Richard Quarles, Joseph Berwick, David Holland and Eliza Klein with the Houston office of Chicago-based JLL are handling leasing for the project south of Interstate 10 between Thompson and Wade roads.

“We are thrilled to incorporate a rail service component to the Port 10 Logistics Center, which will offer improved accessibility, versatility and streamlining to the Baytown region,” George Pontikes, principal of Pontikes Development, said in a statement. “The premier location, adjacent to Interstate 10, will provide easy access and connectivity, optimizing our customers' production and distribution economics.”

Building 3 will have rail connectivity to the Union Pacific main line and direct access to the railroad’s Coady Yard along Wade Road.

A second rail-served warehouse, the 452,266-square-foot Building 4, is proposed for the site next to Building 3.

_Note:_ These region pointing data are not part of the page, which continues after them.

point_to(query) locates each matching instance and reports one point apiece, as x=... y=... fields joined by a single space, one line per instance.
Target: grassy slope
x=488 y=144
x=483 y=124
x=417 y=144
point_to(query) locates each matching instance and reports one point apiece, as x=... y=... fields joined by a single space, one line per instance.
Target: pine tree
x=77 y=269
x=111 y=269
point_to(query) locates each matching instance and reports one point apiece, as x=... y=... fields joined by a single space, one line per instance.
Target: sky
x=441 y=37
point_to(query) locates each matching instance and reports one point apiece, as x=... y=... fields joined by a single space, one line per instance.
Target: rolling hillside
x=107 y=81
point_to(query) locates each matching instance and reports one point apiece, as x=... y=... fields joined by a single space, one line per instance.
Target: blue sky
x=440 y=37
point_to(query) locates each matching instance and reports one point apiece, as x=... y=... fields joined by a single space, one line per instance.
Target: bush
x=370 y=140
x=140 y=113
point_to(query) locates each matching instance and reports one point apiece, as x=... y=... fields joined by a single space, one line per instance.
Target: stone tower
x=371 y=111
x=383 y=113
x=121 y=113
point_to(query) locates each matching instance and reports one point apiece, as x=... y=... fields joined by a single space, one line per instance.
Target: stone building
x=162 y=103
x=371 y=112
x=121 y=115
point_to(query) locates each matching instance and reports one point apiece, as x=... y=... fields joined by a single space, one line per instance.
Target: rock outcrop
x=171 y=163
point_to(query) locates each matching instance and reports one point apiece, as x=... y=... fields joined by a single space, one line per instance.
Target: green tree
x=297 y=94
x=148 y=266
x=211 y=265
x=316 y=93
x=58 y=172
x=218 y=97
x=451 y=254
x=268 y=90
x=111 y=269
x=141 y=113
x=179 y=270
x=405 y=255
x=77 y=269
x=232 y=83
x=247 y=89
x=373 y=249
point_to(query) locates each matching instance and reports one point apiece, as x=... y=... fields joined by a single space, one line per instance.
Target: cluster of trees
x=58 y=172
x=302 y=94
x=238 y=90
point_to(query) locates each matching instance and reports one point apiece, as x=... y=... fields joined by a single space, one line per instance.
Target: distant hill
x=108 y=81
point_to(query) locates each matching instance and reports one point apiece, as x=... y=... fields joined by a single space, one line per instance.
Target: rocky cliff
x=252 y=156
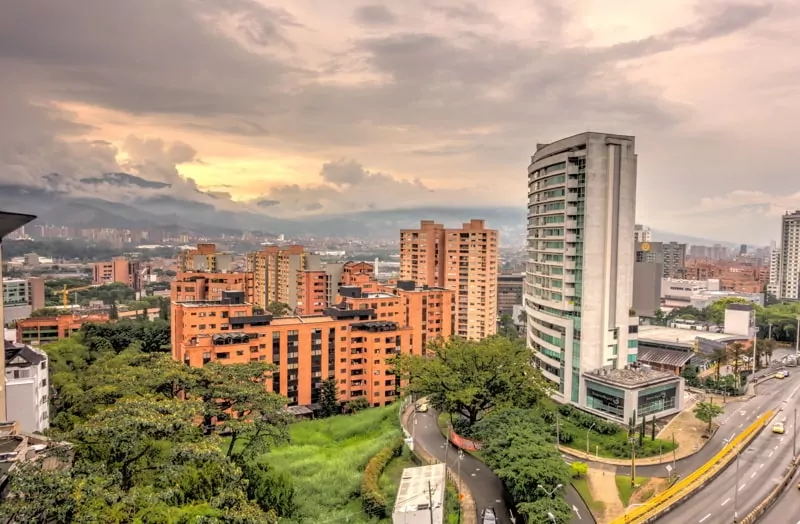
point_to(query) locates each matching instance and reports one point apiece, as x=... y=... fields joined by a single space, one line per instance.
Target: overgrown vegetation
x=326 y=460
x=140 y=451
x=373 y=499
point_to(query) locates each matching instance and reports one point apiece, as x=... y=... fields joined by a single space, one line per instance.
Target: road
x=786 y=509
x=737 y=416
x=741 y=487
x=487 y=489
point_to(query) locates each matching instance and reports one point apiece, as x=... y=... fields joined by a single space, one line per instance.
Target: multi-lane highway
x=759 y=467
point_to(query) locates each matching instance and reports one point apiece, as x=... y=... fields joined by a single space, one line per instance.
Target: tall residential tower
x=462 y=260
x=579 y=275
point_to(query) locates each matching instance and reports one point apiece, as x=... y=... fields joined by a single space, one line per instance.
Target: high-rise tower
x=579 y=276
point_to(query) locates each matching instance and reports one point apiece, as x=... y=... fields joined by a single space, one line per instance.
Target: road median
x=685 y=488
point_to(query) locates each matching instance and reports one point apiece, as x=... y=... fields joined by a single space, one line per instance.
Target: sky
x=302 y=107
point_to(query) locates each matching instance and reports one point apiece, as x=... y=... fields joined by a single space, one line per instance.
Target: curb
x=469 y=511
x=698 y=488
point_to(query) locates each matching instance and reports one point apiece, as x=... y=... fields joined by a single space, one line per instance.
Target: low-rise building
x=118 y=270
x=22 y=296
x=43 y=330
x=27 y=387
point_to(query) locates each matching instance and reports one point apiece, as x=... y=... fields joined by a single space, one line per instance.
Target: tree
x=579 y=469
x=707 y=412
x=132 y=435
x=235 y=396
x=472 y=377
x=113 y=314
x=357 y=404
x=328 y=398
x=278 y=309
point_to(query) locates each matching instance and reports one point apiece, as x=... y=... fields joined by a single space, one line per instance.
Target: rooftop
x=630 y=377
x=681 y=337
x=418 y=487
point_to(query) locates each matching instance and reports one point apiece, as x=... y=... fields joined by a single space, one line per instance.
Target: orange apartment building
x=119 y=270
x=193 y=286
x=317 y=289
x=275 y=270
x=464 y=261
x=205 y=258
x=43 y=330
x=353 y=342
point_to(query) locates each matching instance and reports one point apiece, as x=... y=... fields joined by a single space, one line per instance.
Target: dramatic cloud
x=442 y=100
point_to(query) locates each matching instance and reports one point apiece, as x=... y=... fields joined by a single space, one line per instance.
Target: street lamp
x=9 y=222
x=797 y=338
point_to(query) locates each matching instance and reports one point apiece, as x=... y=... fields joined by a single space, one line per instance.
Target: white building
x=642 y=234
x=579 y=276
x=774 y=284
x=27 y=386
x=420 y=496
x=678 y=293
x=789 y=272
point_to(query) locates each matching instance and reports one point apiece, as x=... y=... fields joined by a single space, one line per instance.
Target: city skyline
x=273 y=105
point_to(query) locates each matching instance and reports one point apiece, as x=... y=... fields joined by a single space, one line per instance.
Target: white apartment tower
x=579 y=275
x=789 y=271
x=642 y=234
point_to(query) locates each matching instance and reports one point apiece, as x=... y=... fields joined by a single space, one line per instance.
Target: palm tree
x=718 y=357
x=735 y=351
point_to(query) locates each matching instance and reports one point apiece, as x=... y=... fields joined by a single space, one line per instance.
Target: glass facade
x=657 y=399
x=606 y=399
x=555 y=266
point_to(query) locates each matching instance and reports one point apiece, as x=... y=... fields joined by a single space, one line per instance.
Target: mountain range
x=125 y=201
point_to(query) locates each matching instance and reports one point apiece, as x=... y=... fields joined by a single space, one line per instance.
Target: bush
x=372 y=498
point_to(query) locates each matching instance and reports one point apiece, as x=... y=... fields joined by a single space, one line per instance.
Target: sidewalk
x=469 y=513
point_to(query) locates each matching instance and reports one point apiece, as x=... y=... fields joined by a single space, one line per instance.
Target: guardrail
x=683 y=488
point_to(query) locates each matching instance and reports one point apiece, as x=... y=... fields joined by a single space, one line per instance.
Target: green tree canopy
x=472 y=377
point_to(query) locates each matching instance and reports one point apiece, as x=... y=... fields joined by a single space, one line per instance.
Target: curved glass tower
x=579 y=274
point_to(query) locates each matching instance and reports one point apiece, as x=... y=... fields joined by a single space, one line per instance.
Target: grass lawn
x=625 y=489
x=581 y=485
x=326 y=460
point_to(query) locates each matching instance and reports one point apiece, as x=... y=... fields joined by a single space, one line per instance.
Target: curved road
x=786 y=509
x=486 y=488
x=737 y=416
x=741 y=487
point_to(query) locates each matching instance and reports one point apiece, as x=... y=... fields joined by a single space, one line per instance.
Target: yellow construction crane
x=65 y=293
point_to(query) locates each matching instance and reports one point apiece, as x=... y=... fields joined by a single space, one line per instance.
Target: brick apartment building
x=196 y=286
x=43 y=330
x=352 y=342
x=742 y=277
x=205 y=258
x=463 y=260
x=118 y=270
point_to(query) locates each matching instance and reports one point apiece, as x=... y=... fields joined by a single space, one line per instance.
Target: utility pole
x=558 y=437
x=430 y=496
x=736 y=492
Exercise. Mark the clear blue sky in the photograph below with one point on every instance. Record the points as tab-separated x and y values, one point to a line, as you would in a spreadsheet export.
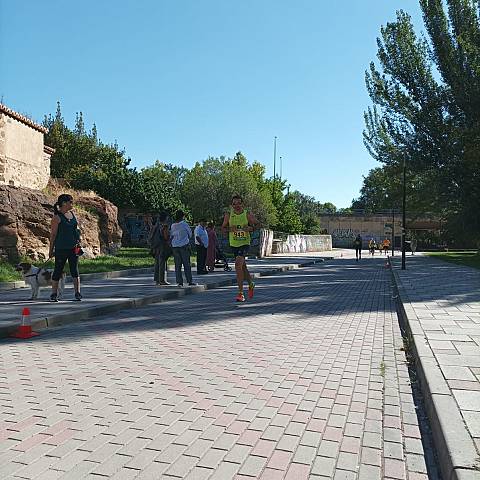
181	80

Next to both buildings, the partnership is building a storage-in-transit — or SIT — yard, operated by Pittsburg, Kansas-based Watco. The first phase, which was just completed, provides capacity for 420 rail cars to store industrial products.

The second phase, which has no start date yet, will add space for another 1,200 rail cars or, alternatively, another 750,000-square-foot building.

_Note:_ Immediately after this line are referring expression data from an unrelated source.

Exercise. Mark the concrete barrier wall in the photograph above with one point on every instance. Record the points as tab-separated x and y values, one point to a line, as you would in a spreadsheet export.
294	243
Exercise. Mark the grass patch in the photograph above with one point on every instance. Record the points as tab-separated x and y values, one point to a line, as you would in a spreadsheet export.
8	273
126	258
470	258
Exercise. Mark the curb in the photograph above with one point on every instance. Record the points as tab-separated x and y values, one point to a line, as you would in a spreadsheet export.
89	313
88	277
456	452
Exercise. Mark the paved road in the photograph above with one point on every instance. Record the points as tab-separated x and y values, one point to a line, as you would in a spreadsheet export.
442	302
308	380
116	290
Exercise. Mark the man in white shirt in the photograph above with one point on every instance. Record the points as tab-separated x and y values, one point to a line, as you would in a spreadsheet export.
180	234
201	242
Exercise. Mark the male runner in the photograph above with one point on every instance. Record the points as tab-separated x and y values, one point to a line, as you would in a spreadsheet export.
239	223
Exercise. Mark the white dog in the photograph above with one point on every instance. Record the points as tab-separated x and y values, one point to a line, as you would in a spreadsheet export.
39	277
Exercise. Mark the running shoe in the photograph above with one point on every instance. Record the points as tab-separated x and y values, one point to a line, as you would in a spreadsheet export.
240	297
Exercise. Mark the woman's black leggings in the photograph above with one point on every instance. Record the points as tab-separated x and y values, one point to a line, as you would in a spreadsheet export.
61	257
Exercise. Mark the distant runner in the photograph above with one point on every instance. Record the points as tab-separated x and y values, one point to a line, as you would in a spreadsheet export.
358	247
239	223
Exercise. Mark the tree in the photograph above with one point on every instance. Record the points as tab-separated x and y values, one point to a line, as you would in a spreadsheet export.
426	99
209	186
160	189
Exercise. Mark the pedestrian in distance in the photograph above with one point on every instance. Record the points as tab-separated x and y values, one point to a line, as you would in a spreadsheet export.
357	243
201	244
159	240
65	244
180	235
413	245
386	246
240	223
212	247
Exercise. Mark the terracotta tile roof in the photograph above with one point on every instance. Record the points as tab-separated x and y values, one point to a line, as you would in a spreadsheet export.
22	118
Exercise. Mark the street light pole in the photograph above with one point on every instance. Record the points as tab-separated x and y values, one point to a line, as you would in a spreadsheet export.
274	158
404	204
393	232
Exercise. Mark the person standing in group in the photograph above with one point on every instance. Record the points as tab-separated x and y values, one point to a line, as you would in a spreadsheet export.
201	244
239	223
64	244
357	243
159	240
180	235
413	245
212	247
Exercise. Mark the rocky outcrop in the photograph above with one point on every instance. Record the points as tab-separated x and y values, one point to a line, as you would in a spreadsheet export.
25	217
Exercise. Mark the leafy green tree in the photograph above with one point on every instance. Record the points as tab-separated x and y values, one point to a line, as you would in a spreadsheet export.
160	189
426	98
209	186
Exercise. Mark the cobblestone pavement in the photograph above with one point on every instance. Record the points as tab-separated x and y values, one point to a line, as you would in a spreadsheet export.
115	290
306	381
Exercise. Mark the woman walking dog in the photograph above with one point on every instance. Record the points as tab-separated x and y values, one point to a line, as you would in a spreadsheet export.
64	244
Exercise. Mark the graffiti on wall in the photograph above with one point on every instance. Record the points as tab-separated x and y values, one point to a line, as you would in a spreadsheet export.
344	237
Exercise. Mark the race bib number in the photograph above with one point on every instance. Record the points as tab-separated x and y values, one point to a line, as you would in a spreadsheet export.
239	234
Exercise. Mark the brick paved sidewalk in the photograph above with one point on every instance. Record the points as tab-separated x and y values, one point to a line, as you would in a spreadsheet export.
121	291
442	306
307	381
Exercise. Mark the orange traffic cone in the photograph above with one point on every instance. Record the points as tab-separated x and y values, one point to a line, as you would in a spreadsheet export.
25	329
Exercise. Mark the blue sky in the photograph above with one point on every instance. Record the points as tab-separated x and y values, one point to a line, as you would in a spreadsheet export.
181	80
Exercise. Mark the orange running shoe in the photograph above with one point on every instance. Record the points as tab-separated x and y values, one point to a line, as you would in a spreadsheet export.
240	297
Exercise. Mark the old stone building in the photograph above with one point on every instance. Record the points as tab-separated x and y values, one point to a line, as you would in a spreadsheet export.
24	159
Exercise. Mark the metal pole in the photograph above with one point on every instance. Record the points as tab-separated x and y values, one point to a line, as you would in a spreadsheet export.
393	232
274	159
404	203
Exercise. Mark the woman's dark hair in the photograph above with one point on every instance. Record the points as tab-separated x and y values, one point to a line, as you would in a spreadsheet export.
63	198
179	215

Both rail-served buildings will offer on-site truck, trailer, container and rail-car storage capabilities. Potential tenants could include industries such as building supplies, petrochemicals, retail, food, and logistics and transportation, JLL said.

Building 5, the cross-dock warehouse, will offer direct access to the I-10 frontage road and accommodate users needing 90,000 square feet and up.

Port 10 Logistics Center broke ground in January 2018 and has since completed four buildings totaling 861,025 square feet, which are all fully leased. JLL declined to name the tenants, but the Houston Business Journal reported last year that FedEx Corp. (NYSE: FDX) would occupy a 337,000-square-foot distribution center, which is now Building 2 of Port 10. Other tenants in the park include ZXP Technologies and PSC Group, according to reports.

JLL previously told the HBJ that there’s no minimum or maximum amount of tenants that the park could accommodate.

The goal is to be able to have tenants “from packaging-type operations to e-commerce,” JLL’s John Talhelm said when the project was announced in 2017.

Houston’s industrial real estate market remains strong, though leasing activity declined and vacancy rose to 6% in the first quarter of this year, according to Cushman & Wakefield.

The vacancy increase can be partly attributed to the 7.4 million square feet of space added to the market.

“Tenant demand remains positive, but at totals much more indicative of sustainable growth,” Jim Foreman, vice chairman at Cushman & Wakefield, said in a statement. “Houston’s industrial market has been on fire during the past several years with demand far outpacing supply. As we settle into a more balanced market, one reminiscent of pre-pandemic times, Houston will continue to outperform other major metros in the U.S.”

Average net asking rental rates keep rising as well. Rents for warehouse/distribution centers are $6.77 per square foot in Greater Houston, a 1% increase over the previous quarter, according to Cushman & Wakefield.